Perhaps that’s why an air of melancholy attends these figurines. Their kitsch value places them outside of the continuum of artistic received taste and high culture. Kitsch, though, has its own integrity. It embraces sentimentality, which is as much a genuine human emotional response as any noble or heroic gesture. The unicorn is the ultimate symbol of the enchantment that Max Weber claimed had been driven from the world by modernity. The unicorn figurine is the transcendental made domestic and human.

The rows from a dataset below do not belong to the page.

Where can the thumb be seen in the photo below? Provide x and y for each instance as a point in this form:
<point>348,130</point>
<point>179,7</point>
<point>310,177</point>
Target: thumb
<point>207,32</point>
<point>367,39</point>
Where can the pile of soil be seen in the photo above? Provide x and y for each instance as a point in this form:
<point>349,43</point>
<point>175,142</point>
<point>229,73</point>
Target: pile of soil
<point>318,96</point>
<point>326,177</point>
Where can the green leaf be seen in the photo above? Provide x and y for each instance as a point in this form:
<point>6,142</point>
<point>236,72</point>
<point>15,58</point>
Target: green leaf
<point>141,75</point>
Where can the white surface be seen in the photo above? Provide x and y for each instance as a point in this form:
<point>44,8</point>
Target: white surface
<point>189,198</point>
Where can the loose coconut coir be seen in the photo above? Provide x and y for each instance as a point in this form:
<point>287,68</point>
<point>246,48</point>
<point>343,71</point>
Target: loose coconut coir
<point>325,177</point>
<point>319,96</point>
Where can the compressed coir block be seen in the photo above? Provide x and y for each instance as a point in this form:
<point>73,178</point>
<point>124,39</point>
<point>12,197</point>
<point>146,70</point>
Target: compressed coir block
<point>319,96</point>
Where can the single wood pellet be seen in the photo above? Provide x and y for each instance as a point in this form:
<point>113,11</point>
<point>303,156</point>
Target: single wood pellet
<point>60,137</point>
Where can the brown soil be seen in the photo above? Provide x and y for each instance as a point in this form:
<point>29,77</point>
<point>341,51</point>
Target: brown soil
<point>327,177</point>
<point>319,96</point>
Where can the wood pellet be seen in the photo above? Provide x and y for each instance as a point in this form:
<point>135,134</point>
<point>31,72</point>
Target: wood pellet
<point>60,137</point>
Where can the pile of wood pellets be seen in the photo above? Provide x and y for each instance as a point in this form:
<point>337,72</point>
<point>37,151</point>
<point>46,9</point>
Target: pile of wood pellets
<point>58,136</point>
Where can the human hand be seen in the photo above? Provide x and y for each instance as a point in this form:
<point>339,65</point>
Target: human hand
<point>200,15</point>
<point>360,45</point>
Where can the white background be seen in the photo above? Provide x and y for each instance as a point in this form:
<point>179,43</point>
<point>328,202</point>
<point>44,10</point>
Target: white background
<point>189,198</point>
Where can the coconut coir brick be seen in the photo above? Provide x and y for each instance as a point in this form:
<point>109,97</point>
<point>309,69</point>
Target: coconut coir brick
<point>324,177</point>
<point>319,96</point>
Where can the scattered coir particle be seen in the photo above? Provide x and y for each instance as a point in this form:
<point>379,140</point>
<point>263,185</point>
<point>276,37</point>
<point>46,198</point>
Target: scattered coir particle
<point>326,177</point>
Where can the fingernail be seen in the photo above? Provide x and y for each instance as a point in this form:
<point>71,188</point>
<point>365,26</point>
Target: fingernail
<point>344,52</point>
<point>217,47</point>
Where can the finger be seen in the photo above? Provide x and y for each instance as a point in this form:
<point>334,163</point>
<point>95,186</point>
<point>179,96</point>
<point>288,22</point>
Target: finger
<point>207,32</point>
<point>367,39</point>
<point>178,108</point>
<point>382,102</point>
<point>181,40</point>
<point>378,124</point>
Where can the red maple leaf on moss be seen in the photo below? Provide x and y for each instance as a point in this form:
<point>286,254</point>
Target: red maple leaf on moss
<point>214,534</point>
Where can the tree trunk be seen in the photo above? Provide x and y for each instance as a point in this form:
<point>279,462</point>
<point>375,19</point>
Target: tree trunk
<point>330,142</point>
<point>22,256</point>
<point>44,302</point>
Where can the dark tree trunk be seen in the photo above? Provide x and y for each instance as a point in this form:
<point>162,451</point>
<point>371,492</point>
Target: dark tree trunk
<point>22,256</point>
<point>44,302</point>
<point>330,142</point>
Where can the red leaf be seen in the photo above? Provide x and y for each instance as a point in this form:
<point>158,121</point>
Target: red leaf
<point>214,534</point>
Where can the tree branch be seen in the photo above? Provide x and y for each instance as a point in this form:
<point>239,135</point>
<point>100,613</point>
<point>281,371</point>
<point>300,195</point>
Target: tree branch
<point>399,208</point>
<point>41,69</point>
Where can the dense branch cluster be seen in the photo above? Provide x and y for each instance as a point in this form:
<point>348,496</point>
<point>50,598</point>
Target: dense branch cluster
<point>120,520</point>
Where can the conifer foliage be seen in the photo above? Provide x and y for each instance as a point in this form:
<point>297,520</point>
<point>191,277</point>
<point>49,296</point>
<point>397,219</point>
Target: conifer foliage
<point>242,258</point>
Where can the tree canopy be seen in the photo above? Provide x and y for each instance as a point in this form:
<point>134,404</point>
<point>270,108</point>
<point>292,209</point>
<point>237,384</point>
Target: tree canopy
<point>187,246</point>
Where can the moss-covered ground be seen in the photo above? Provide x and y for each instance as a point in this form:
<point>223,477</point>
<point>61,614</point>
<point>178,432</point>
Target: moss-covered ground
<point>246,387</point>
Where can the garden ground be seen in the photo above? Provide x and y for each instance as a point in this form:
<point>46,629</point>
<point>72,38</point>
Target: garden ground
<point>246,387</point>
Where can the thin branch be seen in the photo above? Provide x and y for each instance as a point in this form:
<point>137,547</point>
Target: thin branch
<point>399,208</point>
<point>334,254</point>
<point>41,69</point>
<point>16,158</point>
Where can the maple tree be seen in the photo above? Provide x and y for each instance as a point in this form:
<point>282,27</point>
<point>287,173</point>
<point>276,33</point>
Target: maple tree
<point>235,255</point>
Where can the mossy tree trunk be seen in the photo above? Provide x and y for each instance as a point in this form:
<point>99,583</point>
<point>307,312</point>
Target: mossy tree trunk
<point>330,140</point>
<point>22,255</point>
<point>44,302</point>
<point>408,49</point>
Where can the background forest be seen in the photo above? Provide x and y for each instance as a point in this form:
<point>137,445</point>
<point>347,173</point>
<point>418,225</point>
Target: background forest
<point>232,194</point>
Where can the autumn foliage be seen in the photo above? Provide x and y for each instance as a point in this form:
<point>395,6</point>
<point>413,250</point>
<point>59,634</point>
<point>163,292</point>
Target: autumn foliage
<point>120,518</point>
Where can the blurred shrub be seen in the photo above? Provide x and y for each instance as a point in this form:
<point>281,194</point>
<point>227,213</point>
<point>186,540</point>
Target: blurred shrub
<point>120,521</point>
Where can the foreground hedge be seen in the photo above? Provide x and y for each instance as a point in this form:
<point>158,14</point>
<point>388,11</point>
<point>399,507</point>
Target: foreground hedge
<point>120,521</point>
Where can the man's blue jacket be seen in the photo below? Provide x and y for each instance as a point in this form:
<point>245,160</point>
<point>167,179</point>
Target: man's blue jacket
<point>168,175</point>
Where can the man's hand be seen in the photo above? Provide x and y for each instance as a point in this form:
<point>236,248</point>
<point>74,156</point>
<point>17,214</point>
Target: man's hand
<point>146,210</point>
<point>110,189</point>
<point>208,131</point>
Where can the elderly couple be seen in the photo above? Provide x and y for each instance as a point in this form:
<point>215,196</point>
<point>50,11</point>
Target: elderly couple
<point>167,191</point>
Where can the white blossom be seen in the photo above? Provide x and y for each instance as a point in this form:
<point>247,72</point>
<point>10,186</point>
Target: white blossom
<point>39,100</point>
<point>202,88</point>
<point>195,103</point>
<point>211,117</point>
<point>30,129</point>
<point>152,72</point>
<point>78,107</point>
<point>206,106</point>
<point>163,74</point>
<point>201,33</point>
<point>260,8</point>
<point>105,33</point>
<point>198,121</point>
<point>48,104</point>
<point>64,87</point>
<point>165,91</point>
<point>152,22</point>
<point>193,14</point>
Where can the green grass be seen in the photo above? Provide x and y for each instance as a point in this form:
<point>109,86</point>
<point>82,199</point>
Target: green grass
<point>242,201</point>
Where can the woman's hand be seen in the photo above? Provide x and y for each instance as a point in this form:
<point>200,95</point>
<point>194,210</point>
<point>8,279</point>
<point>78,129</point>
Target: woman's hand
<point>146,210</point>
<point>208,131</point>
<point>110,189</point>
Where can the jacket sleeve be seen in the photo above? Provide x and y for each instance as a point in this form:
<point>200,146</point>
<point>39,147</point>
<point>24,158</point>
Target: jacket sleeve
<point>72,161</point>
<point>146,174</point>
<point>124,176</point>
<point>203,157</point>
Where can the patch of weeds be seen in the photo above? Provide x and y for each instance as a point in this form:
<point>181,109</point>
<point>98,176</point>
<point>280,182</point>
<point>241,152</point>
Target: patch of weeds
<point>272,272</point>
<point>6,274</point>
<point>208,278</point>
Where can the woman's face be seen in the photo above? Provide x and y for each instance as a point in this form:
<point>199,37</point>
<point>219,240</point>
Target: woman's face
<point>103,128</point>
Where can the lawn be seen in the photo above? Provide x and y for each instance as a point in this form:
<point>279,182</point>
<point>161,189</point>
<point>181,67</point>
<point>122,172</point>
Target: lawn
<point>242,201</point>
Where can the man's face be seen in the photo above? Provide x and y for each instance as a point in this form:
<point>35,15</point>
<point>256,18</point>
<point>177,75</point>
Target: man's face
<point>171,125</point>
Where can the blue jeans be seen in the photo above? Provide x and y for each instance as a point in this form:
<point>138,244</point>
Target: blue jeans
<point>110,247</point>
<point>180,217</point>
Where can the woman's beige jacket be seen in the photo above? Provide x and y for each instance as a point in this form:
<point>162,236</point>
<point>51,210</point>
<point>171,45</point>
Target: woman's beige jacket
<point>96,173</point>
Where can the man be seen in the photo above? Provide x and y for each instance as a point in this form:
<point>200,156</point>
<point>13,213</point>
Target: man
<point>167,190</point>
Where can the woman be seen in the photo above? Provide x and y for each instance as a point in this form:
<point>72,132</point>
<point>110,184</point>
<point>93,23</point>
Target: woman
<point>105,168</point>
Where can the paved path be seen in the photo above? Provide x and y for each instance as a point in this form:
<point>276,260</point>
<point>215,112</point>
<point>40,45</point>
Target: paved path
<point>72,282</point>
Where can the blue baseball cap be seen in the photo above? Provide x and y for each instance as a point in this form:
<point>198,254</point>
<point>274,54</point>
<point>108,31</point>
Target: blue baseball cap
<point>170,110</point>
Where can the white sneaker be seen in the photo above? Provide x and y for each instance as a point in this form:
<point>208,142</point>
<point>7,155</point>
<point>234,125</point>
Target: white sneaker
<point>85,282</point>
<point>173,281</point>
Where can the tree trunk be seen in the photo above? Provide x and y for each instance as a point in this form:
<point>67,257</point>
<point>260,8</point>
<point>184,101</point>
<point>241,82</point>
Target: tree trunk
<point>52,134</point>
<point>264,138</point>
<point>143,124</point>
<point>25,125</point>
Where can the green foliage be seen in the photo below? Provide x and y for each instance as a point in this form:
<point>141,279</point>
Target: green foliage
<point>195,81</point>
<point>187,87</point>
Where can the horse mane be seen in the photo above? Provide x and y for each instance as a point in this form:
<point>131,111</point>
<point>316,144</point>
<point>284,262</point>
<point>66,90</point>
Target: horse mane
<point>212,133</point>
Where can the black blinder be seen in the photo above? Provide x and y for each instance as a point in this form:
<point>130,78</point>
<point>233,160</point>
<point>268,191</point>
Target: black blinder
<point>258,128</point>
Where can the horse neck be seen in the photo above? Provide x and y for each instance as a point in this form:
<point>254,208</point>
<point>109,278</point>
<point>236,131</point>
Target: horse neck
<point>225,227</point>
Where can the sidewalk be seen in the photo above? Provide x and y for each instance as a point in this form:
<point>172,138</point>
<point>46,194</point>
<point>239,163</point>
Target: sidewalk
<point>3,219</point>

If it represents anything in Pardington’s art, it is the idea of Deleuzian Immanence – that all redundancies, rejections, cruelties, everything that seems outside of life, and even death itself, are all firmly embedded in life, the here and now, and the unicorn’s raised horn is a lightning conductor channelling possibility into the humblest context, bringing being and existential authenticity into the photographic medium.